二人が刺客を依頼した折は直ちに北町奉行所に知らせるよう、知り合いの手練れの浪人たちに状況を伝えますゆえ、何かあれば、北町奉行所に知らせがあるでしょう」
「うむ、そうは言っても、飛び道具などを使われたら堪らぬゆえ、くれぐれも用心致せよ」
「はい、用心致します」
「それと、宗右衛門さん。筒持たせされて強請られた金子は、北町奉行所で預かっておるゆえ、強請られた店の客に、
『北町奉行所に訴え出て、強請られた金子を受け取るように』
と私が話していた事を伝えなさい」
「へい、承知致しました。では、私どもの店で被害を受けた得意先の被害額の十両は、藤堂様にお預けいたします」
藤堂八郎の指示に宗右衛門は、いったん懐に入れた金子を再び取りだして、藤堂八郎に渡そうとした。
「まだ、話は終わっておらぬ。
先ほども述べたように、筒持たせと言えど、強請られた者たちは不義密通の当事者の間夫ゆえ、名乗り出ればそれ相応の咎を受ける。それを知っておるゆえ、名乗り出はせぬ。

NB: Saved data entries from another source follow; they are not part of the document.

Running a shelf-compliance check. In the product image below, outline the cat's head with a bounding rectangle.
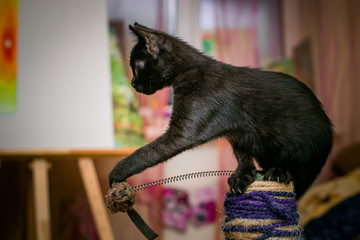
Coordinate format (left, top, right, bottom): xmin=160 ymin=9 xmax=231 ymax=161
xmin=129 ymin=23 xmax=174 ymax=95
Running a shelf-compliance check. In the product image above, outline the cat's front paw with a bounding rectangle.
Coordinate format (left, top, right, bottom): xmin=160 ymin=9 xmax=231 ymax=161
xmin=264 ymin=168 xmax=292 ymax=184
xmin=228 ymin=171 xmax=256 ymax=194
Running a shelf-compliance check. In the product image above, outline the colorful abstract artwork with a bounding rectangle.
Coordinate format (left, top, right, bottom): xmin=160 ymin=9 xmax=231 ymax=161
xmin=109 ymin=29 xmax=146 ymax=147
xmin=0 ymin=0 xmax=18 ymax=114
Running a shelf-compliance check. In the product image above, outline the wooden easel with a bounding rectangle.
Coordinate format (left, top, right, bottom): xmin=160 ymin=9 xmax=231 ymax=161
xmin=0 ymin=148 xmax=135 ymax=240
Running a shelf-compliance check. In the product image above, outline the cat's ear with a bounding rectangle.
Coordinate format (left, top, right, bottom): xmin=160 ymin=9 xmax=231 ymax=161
xmin=129 ymin=23 xmax=171 ymax=59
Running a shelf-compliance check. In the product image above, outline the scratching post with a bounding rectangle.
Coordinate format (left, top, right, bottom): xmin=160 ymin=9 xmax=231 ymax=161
xmin=222 ymin=180 xmax=303 ymax=240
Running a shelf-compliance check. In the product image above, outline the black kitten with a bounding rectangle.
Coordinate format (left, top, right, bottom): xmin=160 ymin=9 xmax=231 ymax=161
xmin=109 ymin=23 xmax=333 ymax=197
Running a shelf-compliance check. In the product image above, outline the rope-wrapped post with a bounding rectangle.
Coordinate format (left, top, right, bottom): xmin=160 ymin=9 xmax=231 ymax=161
xmin=222 ymin=176 xmax=304 ymax=240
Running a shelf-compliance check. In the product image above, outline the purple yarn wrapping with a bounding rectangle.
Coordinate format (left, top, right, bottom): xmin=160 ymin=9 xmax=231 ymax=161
xmin=222 ymin=191 xmax=302 ymax=240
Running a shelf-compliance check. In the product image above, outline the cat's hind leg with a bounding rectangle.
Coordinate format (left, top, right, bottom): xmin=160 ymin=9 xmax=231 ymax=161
xmin=228 ymin=149 xmax=256 ymax=193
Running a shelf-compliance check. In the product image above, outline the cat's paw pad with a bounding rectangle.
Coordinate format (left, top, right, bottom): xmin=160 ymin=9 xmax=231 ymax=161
xmin=264 ymin=168 xmax=292 ymax=184
xmin=228 ymin=172 xmax=255 ymax=194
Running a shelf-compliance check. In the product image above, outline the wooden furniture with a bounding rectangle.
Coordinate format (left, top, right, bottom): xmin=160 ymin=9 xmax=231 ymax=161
xmin=0 ymin=148 xmax=135 ymax=240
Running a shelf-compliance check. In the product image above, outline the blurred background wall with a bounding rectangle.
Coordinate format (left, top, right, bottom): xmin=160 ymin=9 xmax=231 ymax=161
xmin=0 ymin=0 xmax=360 ymax=239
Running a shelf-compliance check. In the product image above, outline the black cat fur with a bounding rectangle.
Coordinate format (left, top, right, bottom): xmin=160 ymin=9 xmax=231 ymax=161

その方の十両、此度の建造と梅を懲らしめた褒美として、その方が持っているが良い」
「えええっ、誠でございますか」
宗右衛門は驚いている。
「森田さんは、始末の依頼金として受け取ったな」
藤堂八郎は森田に確認した。
「いかにも、頂きました」
「では、同心たちの帰りを待つとしよう」
「はい、では私たちはこれにてお暇致します」
「待たれよ。いまひとつ、訊きたい事があった・・・」
「なんでしょう」
「小梅の水戸徳川家下屋敷へ連れて行き、建造を嵌めた女は誰か?教えてくれぬか」
「はい、宗右衛門の妹のお喜代ですが、それが何か」
「よくぞ囮を買って出たものだ、と思うたのだ。気丈よな。
宗右衛門さん。金子の五両を、事件解決の礼だ、と言って、妹のお喜代に与えよ」
「へい、承知いたしました」と宗右衛門。
「森田さん。金子が妹のお喜代に渡るのを確認してください」
「わかりました。ではこれでお暇します」
森田と宗右衛門は藤堂八郎に礼を述べて、北町奉行所を辞去した。